After they Allied with the Spaniards

Safavids Translated Extremism Against the Muslim Arabs

At the beginning of the sixteenth century, Shah Ismail Al-Safavi took a strange and exciting step that changed the course of Iranian history. He imposed a change in the official doctrine and persecuted the followers of the Sunni sect, which, until that time, was the most prevalent sect in all parts of Iran. Actually, the religious sectarian factor was not the motive behind this dangerous transformation, as some consider that the Safavids are the farthest from the Twelver doctrine.

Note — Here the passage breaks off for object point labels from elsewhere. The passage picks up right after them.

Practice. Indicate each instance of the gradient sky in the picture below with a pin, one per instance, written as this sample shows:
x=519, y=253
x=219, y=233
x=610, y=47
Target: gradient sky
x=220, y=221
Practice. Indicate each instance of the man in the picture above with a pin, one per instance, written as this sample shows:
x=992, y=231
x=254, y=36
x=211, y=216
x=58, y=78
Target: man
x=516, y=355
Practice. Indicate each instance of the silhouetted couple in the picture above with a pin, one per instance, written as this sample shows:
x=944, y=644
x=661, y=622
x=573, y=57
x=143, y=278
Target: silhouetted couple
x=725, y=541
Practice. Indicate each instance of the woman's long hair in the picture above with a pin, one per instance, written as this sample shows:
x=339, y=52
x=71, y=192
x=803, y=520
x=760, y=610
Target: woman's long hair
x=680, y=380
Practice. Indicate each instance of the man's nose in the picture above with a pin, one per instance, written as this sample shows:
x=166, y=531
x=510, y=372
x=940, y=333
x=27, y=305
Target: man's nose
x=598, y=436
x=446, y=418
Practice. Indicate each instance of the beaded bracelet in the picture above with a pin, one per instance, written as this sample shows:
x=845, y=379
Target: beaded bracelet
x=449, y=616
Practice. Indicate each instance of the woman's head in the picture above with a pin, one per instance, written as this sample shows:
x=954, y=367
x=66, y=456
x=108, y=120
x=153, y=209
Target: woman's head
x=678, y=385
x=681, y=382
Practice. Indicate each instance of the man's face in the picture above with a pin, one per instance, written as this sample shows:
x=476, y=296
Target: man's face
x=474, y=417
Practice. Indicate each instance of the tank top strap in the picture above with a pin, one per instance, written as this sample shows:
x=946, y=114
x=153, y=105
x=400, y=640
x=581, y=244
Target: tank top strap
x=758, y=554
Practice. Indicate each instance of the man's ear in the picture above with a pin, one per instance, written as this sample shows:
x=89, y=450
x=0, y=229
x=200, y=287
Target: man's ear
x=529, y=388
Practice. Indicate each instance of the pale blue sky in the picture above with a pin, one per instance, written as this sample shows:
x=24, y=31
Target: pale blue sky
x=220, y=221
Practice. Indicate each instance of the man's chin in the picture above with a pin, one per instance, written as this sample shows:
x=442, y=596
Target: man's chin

The famous French historian Gramon confirms this, describing the Safaviyya, saying that: It is “the strange hybrid doctrine advocated by  the Safavi, in which one finds pre-Islamic local beliefs, mixed with other beliefs from the ancient shamanism characteristic of the inhabitants of the wilderness, all covered by a light coating of a Shi’ite Islam. Yet it is very alien to Twelvers”.

Thus, it becomes clear to us that the Safavid project is farthest from Islam, and even from the Shiite sect itself and that, in reality, it is nothing but a political project, an expression of the extremist Persian tendency coming from the pagan era.

Hence, it was not surprising that Shah Ismail Al-Safavi allied with the enemies of Islam, especially the new European Crusader powers, led by Spain. He also offered an alliance with Hungary and sent two letters to Spain and Hungary requesting a treaty of friendship and cooperation between them against the Arab world.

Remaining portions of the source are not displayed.